Conversely: Is it better to get all the columns created at the time when a new table is created?

I'm working on a new system and new requirements are coming up all the time. The latest requirement is to add a new tag field to each customer so that it will be easier to correlate data between the old and the new system. The new system is not in production yet, but some test runs of the migration process have been done.

At the moment it is still viable to delete the table and rerun the batch load, but what about the future – when there is a lot of live data in the system and a requirement for a new column comes up: Does it have any impact on performance for example, to export the data, recreate the table with all the columns, and import the data again, over just doing an ALTER TABLE ADD column …. ?

In case it makes any difference, the solution is based on PostgreSQL 9.5, and if it does make a difference it would be interesting to know which DBMS'es care more or less.
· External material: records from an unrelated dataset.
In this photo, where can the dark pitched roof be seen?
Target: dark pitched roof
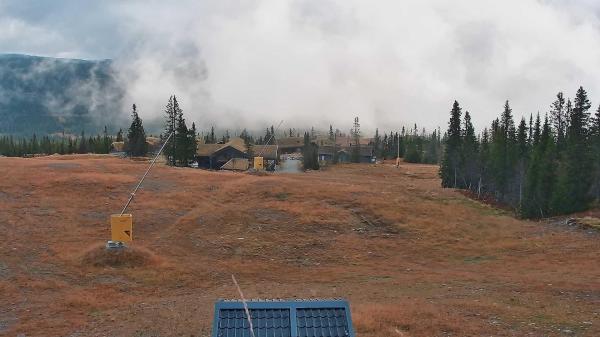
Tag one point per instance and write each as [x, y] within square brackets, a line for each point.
[290, 142]
[302, 318]
[265, 151]
[365, 150]
[205, 150]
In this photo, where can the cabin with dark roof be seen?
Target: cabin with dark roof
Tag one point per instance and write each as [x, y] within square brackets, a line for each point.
[277, 318]
[215, 156]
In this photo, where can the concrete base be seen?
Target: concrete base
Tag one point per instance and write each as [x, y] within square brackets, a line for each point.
[115, 245]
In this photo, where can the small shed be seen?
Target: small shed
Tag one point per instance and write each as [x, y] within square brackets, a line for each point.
[214, 156]
[236, 164]
[279, 318]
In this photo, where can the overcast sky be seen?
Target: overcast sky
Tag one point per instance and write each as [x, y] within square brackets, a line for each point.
[391, 63]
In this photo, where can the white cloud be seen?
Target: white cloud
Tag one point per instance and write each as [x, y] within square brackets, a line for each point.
[315, 62]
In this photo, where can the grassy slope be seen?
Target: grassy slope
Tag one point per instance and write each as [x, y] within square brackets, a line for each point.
[413, 259]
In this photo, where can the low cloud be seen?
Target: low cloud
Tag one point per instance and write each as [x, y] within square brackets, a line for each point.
[252, 63]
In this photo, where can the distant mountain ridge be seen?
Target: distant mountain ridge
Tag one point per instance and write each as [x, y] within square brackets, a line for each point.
[46, 95]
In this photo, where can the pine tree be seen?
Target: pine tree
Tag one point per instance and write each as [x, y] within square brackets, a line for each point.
[310, 158]
[192, 142]
[595, 140]
[541, 176]
[135, 144]
[572, 193]
[558, 118]
[377, 144]
[504, 157]
[120, 135]
[449, 169]
[522, 157]
[83, 144]
[469, 155]
[171, 112]
[181, 140]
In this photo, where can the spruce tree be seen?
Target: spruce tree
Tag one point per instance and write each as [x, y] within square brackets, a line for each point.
[171, 111]
[558, 118]
[182, 135]
[540, 177]
[595, 143]
[572, 193]
[449, 169]
[522, 157]
[135, 144]
[469, 155]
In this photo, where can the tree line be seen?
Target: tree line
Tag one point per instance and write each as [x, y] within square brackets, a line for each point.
[61, 144]
[542, 167]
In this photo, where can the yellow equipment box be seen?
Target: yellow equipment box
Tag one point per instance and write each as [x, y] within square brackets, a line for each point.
[121, 227]
[259, 163]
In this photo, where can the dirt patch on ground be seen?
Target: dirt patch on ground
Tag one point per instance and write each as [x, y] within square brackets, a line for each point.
[130, 256]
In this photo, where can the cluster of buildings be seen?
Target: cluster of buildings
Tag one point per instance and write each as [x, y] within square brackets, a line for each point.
[235, 155]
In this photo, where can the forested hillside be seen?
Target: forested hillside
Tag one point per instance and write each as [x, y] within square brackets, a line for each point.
[47, 95]
[546, 165]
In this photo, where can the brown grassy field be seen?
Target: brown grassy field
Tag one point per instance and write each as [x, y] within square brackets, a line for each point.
[413, 259]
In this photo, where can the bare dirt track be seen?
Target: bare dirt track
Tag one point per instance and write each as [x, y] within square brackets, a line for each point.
[412, 258]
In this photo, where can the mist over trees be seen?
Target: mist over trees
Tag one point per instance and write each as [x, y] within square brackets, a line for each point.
[181, 149]
[135, 144]
[546, 166]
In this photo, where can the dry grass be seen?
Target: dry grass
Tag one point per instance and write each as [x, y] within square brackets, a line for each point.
[412, 258]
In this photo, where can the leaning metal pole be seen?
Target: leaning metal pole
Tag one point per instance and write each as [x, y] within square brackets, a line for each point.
[145, 174]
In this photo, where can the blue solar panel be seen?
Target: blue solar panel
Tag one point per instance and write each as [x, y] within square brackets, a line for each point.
[298, 318]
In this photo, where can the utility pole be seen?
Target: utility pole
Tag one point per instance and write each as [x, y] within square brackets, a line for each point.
[398, 156]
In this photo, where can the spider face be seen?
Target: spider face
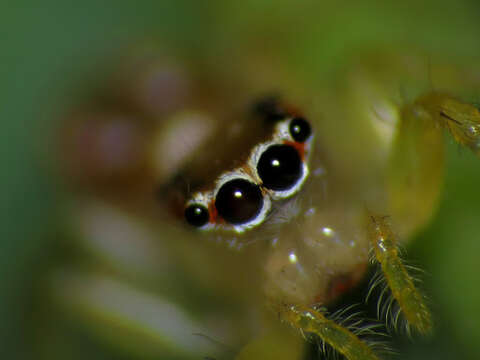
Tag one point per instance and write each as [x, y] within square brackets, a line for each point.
[275, 170]
[318, 208]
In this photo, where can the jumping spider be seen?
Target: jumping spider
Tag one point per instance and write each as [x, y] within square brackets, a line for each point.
[335, 233]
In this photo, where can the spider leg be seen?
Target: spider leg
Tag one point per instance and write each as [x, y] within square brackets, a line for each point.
[462, 120]
[402, 285]
[309, 320]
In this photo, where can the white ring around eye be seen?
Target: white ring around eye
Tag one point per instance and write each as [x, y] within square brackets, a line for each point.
[262, 215]
[280, 136]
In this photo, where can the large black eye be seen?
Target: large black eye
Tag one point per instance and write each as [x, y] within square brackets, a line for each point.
[239, 201]
[280, 167]
[197, 215]
[300, 129]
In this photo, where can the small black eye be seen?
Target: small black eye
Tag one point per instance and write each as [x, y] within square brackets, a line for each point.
[300, 129]
[239, 201]
[197, 215]
[280, 167]
[270, 109]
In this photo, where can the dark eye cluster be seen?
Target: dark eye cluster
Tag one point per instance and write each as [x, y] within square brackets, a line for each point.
[280, 168]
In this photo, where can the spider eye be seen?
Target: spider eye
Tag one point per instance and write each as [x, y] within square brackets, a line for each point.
[197, 215]
[300, 129]
[239, 201]
[280, 167]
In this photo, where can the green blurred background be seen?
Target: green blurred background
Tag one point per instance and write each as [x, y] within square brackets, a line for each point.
[52, 51]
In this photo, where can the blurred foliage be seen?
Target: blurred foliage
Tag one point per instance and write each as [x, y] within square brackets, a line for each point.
[52, 51]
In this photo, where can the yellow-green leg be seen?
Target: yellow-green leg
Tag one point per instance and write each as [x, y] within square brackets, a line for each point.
[308, 320]
[400, 282]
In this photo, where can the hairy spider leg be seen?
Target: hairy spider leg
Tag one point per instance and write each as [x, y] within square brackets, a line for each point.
[461, 119]
[410, 300]
[308, 320]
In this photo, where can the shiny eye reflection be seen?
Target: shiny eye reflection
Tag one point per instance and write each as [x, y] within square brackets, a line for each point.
[197, 215]
[280, 167]
[239, 201]
[300, 129]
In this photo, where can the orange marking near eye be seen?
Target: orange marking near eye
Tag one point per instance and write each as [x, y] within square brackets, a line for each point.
[214, 217]
[297, 146]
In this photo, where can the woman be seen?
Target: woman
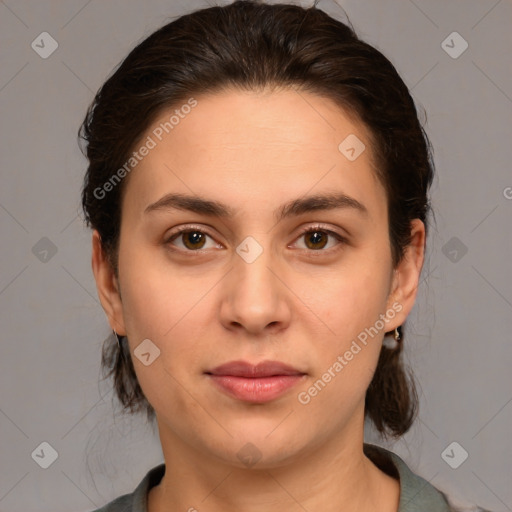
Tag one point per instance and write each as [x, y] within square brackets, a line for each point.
[258, 192]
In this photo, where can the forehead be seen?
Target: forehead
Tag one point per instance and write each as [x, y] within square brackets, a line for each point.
[252, 148]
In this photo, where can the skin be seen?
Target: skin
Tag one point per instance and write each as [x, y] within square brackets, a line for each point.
[298, 303]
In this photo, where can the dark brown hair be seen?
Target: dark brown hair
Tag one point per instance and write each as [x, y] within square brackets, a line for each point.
[250, 45]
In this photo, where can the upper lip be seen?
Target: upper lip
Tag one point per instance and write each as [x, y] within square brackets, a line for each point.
[263, 369]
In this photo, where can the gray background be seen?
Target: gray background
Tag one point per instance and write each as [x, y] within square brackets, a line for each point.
[52, 324]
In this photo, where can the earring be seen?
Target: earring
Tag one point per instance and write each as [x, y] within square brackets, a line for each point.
[392, 342]
[118, 338]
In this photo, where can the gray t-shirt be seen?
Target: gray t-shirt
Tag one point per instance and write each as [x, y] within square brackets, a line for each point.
[416, 494]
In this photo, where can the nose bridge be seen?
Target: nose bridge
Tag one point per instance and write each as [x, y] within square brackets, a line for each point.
[255, 297]
[253, 277]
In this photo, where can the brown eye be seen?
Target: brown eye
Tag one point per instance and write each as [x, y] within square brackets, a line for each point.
[316, 239]
[191, 239]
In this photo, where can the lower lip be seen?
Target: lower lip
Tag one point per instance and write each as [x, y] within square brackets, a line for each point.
[258, 390]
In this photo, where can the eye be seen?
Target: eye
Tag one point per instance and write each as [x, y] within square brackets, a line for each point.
[317, 238]
[192, 239]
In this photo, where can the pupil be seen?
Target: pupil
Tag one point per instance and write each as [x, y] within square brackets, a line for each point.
[316, 237]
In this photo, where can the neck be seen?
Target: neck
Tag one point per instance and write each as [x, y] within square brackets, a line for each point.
[331, 477]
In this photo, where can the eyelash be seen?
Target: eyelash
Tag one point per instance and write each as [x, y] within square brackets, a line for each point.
[304, 231]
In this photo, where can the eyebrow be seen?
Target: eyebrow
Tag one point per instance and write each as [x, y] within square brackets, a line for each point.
[292, 208]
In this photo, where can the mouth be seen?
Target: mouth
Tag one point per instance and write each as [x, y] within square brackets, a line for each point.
[260, 383]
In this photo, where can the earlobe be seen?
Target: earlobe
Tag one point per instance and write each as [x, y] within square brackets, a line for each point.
[407, 274]
[107, 286]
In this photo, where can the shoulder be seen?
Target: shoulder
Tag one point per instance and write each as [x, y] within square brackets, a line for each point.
[416, 494]
[137, 500]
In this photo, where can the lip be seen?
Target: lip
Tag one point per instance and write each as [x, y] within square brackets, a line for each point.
[260, 383]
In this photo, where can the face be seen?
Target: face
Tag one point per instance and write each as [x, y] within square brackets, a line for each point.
[265, 274]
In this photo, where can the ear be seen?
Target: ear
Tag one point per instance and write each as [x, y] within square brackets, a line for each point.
[406, 276]
[107, 286]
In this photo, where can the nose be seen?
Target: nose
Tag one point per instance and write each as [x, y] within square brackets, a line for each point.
[255, 296]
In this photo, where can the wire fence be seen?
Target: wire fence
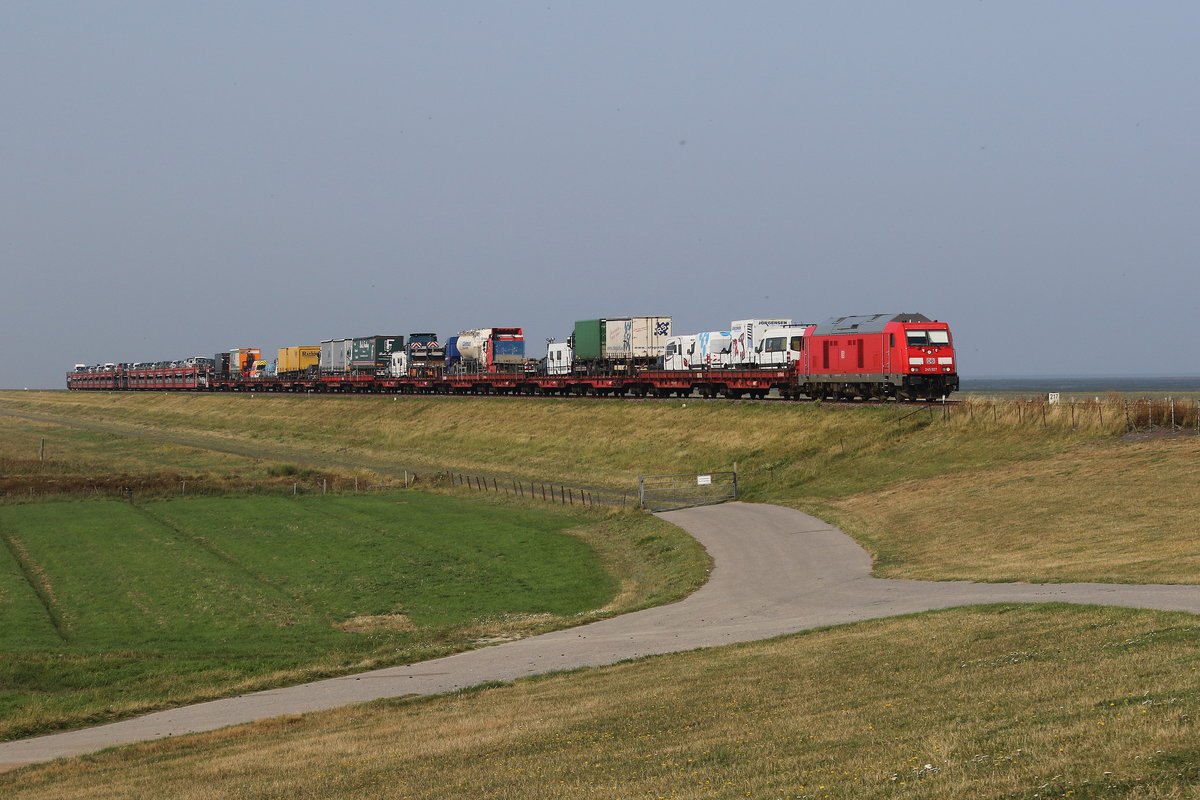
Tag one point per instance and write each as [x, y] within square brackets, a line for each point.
[543, 492]
[688, 489]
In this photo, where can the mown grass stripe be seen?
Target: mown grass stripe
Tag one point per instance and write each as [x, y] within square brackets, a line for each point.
[35, 576]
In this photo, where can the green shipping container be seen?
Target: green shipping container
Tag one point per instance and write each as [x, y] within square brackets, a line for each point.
[589, 338]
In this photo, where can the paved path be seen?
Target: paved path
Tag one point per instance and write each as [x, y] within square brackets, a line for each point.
[777, 571]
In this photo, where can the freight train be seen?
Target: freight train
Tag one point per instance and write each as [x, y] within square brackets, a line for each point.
[874, 356]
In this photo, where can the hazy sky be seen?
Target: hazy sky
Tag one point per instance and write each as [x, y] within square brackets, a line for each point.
[180, 179]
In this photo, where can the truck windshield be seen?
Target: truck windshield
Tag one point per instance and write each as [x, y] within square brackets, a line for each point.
[918, 338]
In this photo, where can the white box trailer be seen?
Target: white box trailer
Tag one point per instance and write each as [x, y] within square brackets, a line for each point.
[559, 359]
[745, 338]
[707, 350]
[780, 347]
[636, 337]
[335, 355]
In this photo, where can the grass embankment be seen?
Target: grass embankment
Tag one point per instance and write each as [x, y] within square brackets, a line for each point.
[1029, 702]
[997, 491]
[109, 608]
[1026, 702]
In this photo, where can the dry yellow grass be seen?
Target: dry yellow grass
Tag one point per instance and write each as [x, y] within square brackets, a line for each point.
[1006, 702]
[1113, 511]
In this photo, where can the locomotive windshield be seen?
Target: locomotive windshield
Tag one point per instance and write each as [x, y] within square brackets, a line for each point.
[924, 338]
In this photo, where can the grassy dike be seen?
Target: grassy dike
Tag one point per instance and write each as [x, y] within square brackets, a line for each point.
[996, 702]
[990, 493]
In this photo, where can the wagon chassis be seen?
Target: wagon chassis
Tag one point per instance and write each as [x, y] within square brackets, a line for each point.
[732, 384]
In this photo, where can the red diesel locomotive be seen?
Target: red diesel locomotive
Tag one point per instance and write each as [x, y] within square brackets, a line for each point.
[906, 356]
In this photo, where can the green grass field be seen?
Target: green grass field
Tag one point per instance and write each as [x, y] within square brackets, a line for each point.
[1001, 702]
[108, 608]
[996, 702]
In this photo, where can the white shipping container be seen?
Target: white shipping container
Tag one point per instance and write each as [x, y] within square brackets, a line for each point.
[707, 350]
[636, 337]
[335, 354]
[780, 347]
[559, 359]
[399, 367]
[473, 344]
[745, 337]
[678, 352]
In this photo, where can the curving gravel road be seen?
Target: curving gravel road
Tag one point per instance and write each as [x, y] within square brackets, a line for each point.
[777, 571]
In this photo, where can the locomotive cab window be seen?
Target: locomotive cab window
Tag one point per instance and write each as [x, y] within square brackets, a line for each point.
[927, 338]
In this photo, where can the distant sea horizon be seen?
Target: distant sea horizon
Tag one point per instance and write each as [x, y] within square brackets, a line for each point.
[1078, 384]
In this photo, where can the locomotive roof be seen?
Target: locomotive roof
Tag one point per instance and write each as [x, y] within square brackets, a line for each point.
[864, 323]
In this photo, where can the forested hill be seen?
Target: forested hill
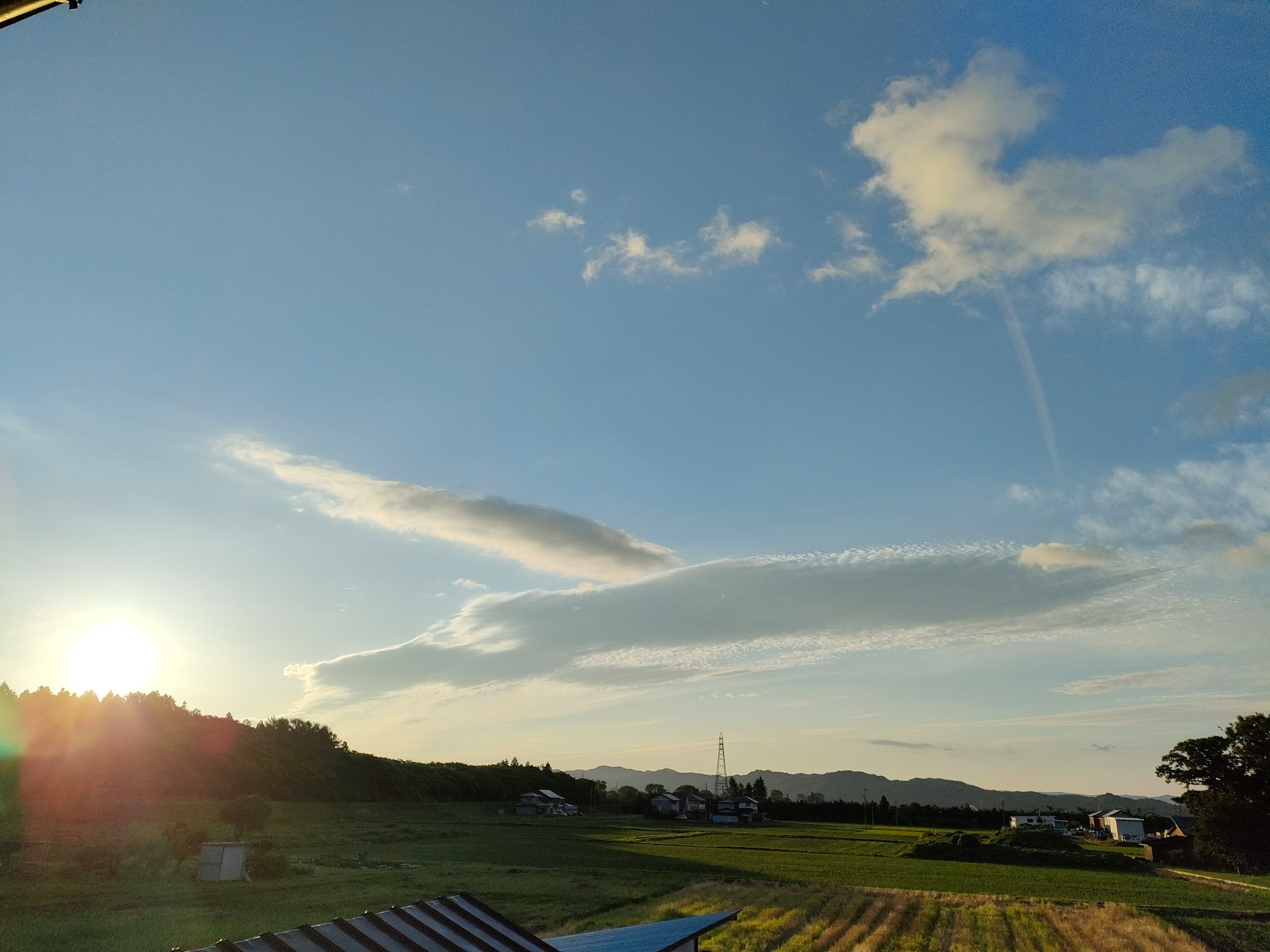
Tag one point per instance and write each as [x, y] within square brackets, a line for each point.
[851, 786]
[75, 752]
Does whether or not an index is created on this column affect the answer? E.g when a Unique constraint is set.

Best Answer

ALTER TABLE is there for a reason. More seriously, unless you plan to have a really big data set, you shouldn't worry about adding new columns on demand. Dropping and recreating the table is only viable until you have no (important) data, meaning you have to use ALTER TABLE ... ADD COLUMN later in any case.

When I mention 'really big' above, it's about aligment and padding of the different data types used for the column definitions. For example, a row of a table with columns (in this order) (smallint, integer, smallint) will be slightly (2 bytes) wider than one with (smallint, smallint, integer). This starts to make a difference only with tables of 10s (on decent hardware maybe 100s) of million rows or when the table has many columns and a lot of rows. More about this in Erwin Brandstetter's excellent answer.

When adding a new column in pre-11 Postgres versions, beware the trap of ALTER TABLE ... ADD COLUMN ... NOT NULL DEFAULT .... As ALTER TABLE ... ADD COLUMN requires a heavy lock that prevents access to the table for concurrent sessions, you have to keep the transaction as short as possible. If you manage to do this, adding a new column will be hardly noticeable performance-wise to the other processes.